Prefeito de Barueri esteve sessão da Câmara Municipal na terça-feira (9/12); em discurso na tribuna, ele afirmou que espera estar de volta na Casa para o discurso de despedida, dia 1º de janeiro, sem citar possível candidatura à reeleição
Cauê Rigamonti
O prefeito de Barueri Beto Piteri (Republicanos) sugeriu, em discurso na tribuna da Câmara Municipal de Barueri, que não deve se candidatar à reeleição em 2028. A fala do chefe do Executivo reforça a tendência de que ele cumprirá seus quatro anos deste mandato, “devolvendo” a Prefeitura ao clã Furlan (veja mais abaixo).

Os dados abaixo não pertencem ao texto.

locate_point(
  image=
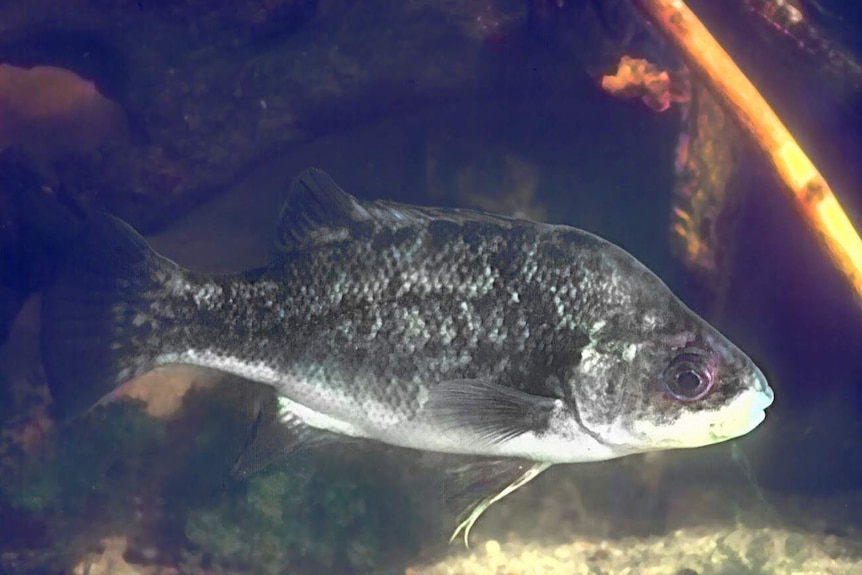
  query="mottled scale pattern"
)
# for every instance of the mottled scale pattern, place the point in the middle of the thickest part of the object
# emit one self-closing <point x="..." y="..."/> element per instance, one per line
<point x="380" y="316"/>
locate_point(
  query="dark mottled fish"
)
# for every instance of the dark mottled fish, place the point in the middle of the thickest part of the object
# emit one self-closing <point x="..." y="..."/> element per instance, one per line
<point x="437" y="329"/>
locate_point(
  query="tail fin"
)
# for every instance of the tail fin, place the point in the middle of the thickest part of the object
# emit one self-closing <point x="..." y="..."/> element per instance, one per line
<point x="97" y="325"/>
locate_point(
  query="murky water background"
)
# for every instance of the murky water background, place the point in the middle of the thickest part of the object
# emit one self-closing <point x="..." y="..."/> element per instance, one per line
<point x="488" y="104"/>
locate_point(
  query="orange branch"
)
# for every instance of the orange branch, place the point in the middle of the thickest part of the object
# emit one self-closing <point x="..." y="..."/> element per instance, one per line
<point x="811" y="193"/>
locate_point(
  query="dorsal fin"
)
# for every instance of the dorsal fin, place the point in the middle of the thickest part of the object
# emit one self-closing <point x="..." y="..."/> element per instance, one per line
<point x="316" y="211"/>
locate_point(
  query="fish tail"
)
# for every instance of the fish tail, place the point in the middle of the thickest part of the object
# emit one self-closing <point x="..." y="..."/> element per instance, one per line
<point x="99" y="321"/>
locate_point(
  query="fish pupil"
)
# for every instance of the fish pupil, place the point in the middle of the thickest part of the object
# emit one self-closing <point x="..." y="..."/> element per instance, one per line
<point x="686" y="379"/>
<point x="688" y="382"/>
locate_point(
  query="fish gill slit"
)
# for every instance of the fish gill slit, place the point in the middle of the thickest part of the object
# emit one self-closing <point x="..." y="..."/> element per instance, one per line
<point x="576" y="412"/>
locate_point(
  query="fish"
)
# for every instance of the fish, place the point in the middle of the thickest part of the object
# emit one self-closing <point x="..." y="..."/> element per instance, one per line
<point x="436" y="329"/>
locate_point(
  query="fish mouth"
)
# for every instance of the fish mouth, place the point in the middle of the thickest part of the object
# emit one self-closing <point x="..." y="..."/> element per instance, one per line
<point x="761" y="386"/>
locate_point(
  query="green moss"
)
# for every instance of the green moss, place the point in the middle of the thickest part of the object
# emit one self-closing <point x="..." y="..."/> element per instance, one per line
<point x="327" y="512"/>
<point x="94" y="458"/>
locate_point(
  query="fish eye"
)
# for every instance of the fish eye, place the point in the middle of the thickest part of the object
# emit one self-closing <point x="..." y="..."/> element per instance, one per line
<point x="687" y="377"/>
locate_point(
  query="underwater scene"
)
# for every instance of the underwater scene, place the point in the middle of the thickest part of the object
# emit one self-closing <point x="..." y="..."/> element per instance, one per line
<point x="430" y="287"/>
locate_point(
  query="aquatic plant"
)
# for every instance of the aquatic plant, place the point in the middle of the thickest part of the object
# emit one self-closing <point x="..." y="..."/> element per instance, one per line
<point x="88" y="461"/>
<point x="326" y="511"/>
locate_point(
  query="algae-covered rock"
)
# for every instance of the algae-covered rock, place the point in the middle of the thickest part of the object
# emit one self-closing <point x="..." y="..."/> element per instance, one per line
<point x="89" y="462"/>
<point x="329" y="512"/>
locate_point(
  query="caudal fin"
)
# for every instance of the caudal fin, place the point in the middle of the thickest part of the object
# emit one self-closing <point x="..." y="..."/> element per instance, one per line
<point x="98" y="327"/>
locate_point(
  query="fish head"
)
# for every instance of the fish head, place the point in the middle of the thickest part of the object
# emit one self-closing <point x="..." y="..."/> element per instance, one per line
<point x="661" y="377"/>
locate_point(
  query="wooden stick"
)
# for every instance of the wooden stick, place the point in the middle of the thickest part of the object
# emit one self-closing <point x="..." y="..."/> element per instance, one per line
<point x="809" y="189"/>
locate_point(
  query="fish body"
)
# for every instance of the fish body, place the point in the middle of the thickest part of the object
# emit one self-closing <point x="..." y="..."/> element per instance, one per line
<point x="442" y="330"/>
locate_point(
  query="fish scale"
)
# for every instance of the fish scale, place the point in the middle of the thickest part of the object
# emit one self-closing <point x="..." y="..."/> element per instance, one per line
<point x="436" y="329"/>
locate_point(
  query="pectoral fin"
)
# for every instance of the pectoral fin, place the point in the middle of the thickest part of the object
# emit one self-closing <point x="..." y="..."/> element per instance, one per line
<point x="486" y="412"/>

“O meu grande sonho é fazer um grande governo, é fazer um grande mandato”, discursou Piteri na tribuna da Câmara, durante a última sessão ordinária do ano, na terça-feira (9/12). “O único sonho que eu tenho hoje, na minha vida pública, é fazer um grande governo na nossa cidade para que nós possamos estar nessa tribuna no dia 1º de janeiro, quando terminar o meu mandato, estiver saindo daqui, terminar o meu discurso e sair pela porta da frente”, completou Piteri, sem mencionar possíveis mais “quatro anos de mandato”, como a maioria dos prefeitos de primeiro mandato costumam defender.
Clã Furlan
Conforme o Barueri na Rede antecipou em reportagem do último dia 28/10, há possibilidade de o próprio ex-prefeito Rubens Furlan (PSB) voltar a disputar a Prefeitura em 2028. “Pro ano que vem, eu não sou candidato a absolutamente nada. Agora, se eu estiver bem, se eu estiver com saúde, eu devo ser candidato a prefeito (em 2028)”, afirmou Furlan, que é recordista absoluto com seis mandatos de prefeito em Barueri.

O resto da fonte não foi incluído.